My most recent trip wasn't about bucket list landmarks or Instagrammable food. It was about slowing down—and it all started in a sleepy coastal town in southern Portugal.
I had no real itinerary, just a vague idea of places I wanted to see. I wandered cobblestone streets, stopped for espresso whenever I felt like it, and listened to the ocean more than I listened to my phone. Days blurred into each other in the best way possible. I let go of the urge to constantly "do" and instead leaned into just "being."
One morning, I watched an elderly couple share breakfast in silence, not awkwardly, but comfortably—like they’d done it a thousand times before. There was something beautiful in that moment: stillness without boredom, closeness without words. It made me think about how little space I’d left in my own life for moments like that.
Travel, I realized, wasn’t just about new places. It was about new pace.
I learned to enjoy slow mornings without guilt, to appreciate meals without multitasking, to walk without always knowing where I was going. I even started journaling again, something I hadn’t done since college. Without the pressure to perform or produce, I remembered what it felt like to breathe fully, to think clearly.

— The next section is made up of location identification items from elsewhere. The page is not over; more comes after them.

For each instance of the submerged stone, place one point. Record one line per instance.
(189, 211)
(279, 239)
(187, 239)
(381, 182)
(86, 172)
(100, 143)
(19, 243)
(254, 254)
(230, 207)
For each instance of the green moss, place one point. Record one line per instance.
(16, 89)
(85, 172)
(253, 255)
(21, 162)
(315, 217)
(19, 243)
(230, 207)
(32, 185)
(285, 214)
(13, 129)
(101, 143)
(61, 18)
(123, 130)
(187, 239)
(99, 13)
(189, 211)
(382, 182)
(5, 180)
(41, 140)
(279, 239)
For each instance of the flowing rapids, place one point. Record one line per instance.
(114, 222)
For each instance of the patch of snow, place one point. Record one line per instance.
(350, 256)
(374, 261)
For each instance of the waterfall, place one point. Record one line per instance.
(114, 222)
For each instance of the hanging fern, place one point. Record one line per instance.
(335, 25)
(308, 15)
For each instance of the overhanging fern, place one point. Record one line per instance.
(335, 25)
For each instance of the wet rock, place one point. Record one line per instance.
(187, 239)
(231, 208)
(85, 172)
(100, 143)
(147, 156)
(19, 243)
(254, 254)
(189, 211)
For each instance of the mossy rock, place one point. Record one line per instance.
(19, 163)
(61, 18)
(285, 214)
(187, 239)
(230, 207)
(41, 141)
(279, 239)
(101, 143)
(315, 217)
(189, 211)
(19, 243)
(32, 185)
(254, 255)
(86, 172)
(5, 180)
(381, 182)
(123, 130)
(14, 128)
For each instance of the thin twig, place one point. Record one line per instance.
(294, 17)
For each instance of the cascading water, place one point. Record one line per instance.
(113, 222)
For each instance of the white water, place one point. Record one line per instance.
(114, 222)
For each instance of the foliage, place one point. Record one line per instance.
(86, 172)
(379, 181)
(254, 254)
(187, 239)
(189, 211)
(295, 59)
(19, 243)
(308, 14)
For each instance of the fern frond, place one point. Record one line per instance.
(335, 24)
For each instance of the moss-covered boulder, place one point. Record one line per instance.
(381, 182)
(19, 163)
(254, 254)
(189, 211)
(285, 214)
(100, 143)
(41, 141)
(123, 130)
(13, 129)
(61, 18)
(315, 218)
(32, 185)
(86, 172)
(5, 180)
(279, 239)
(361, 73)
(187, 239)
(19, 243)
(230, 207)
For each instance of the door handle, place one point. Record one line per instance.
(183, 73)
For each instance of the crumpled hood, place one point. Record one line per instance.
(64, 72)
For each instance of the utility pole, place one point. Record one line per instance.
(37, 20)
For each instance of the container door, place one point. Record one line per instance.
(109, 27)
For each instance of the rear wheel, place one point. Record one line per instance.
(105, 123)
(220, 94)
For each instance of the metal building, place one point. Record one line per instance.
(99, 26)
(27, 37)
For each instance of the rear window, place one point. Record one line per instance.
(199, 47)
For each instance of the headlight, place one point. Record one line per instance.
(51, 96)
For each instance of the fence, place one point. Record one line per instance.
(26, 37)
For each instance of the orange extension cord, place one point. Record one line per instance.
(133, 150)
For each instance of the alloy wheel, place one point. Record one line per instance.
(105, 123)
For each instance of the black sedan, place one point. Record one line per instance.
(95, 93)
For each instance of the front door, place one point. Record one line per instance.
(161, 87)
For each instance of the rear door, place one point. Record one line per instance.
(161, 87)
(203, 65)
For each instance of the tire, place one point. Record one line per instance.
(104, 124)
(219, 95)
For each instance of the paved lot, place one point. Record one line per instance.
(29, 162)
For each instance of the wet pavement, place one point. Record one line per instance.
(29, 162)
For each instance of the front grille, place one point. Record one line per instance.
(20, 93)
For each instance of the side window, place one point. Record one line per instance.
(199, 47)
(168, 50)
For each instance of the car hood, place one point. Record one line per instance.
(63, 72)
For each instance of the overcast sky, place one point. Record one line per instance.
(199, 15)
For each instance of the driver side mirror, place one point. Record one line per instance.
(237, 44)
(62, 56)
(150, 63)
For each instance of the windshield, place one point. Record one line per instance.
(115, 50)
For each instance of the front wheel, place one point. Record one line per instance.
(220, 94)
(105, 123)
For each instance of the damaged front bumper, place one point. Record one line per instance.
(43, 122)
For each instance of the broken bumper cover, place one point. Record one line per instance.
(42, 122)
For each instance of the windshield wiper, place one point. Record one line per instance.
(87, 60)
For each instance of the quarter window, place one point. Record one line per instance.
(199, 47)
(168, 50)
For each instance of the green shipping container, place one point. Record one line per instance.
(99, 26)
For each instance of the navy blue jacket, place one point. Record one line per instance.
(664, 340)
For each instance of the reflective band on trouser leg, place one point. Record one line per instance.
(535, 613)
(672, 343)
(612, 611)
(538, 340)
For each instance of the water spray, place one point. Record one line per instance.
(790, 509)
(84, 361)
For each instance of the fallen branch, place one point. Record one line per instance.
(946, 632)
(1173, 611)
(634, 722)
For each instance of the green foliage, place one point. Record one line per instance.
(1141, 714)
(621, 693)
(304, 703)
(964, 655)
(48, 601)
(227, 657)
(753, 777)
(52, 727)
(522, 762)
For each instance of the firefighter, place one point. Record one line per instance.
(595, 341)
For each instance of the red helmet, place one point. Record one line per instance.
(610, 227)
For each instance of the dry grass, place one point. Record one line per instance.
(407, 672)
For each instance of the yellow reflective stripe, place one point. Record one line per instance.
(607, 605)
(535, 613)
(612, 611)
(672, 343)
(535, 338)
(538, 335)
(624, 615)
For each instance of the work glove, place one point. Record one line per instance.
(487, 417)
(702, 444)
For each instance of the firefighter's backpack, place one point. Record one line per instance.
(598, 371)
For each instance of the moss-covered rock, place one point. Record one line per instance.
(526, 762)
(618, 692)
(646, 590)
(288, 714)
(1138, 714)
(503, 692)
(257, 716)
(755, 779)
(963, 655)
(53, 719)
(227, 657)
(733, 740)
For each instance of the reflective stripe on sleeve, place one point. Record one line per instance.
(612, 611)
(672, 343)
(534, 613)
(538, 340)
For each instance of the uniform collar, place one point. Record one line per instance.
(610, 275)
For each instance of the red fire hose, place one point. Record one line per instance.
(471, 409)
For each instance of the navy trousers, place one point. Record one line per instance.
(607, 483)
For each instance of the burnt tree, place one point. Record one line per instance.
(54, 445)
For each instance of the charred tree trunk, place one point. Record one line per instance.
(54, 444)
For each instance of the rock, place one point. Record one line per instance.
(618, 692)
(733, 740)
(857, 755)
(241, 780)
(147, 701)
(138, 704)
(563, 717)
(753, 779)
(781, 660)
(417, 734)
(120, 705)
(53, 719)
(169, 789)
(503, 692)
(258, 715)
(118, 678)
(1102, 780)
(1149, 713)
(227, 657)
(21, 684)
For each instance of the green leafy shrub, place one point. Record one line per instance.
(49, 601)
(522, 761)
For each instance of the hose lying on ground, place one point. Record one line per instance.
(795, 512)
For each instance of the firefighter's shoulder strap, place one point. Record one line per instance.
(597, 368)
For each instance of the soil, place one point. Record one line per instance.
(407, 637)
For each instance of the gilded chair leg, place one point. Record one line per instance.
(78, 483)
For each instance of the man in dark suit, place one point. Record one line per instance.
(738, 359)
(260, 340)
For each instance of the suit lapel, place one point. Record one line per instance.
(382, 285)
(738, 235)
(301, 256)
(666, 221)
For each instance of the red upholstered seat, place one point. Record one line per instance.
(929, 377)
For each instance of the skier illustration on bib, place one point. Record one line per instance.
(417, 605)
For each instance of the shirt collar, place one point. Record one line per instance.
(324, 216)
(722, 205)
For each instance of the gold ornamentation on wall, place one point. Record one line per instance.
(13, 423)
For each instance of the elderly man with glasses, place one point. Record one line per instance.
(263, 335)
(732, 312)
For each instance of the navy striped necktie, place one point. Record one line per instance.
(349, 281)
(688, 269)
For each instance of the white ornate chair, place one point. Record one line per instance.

And here's the thing: coming back home, I didn’t want to lose that feeling.
So I started making small changes. I leave my phone in another room when I eat. I take long walks without podcasts in my ears. I schedule "nothing" into my calendar and protect that time fiercely.
Travel didn't just refresh me—it reset me.
If you’re feeling burnt out, creatively blocked, or just kind of numb to your daily routine, I can’t recommend slow travel enough. You don’t have to fly across the world or quit your job. Just pick a place that doesn’t demand much from you—somewhere you can wander, think, and remember what it feels like to be unhurried.
You might just find that what you were looking for isn’t a place—but a pace.